You can open the local Group Policy Editor to do some trial and error in this realm.
- Press ‘Windows key + R‘ and type in ‘gpedit.msc’.
- Navigate to this location: Computer Configuration -> Administrative Templates -> Windows Components -> Remote Desktop Services -> Remote Desktop Session Host -> Security.
- If the “Require use of specific security layer for remote (RDP) connections” parameter is set to Not Configured, select Enabled, and in Security Layer, choose RDP.
- Close all programs, reboot your server and attempt to reconnect your RDP connection.
Change the local security policy
Another potential security issue can be looked into and resolved using the local security policy. Let’s follow through with these steps to gain more insight:
- Press Windows key + ‘R’ to open the Run dialog.
- Type in ‘secpol.msc’ to open the local security policy utility.
- Click on ‘Local Policies‘ and select the ‘Security Option‘ on the left side.
- Scroll down and double-click on the ‘System cryptography: Use FIPS compliant algorithms for encryption, having, and signing.’
- Select ‘Enabled‘ and click OK.
- Exit your programs and reboot the server.
- Attempt to connect via the Remote Desktop Protocol again.
Q. How do I fix Remote Desktop error internal error has occurred?
- Allow remote connections.
- Change Remote Desktop connection settings.
- Allow the Windows Firewall to connect to RDP.
- Leave and re-join a domain.
- Restart the Remote Desktop Services service.
Q. How do I reset Remote Desktop Connection?

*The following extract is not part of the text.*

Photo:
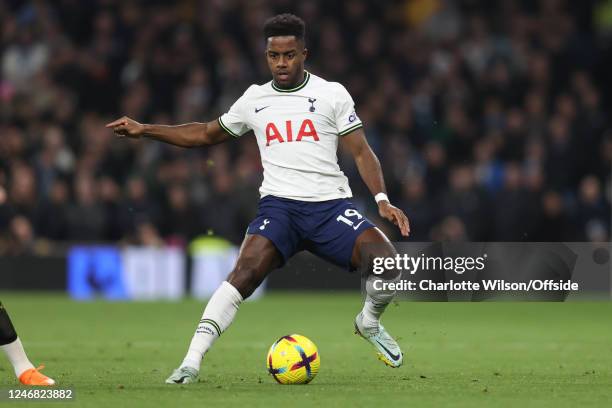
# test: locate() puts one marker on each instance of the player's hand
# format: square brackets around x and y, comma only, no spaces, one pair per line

To reset a remote desktop, use the Reset Desktop command. Select Options > Reset Desktop from the menu bar. Right-click the remote desktop icon and select Reset Desktop. To reset published applications, use the Reset button in the desktop and application selector window.
Q. Why can’t I access my Remote Desktop?
“Remote Desktop can’t connect to the remote computer for one of these reasons: Remote access to the server is not enabled. The remote computer is turned off. The remote computer is not available on the network.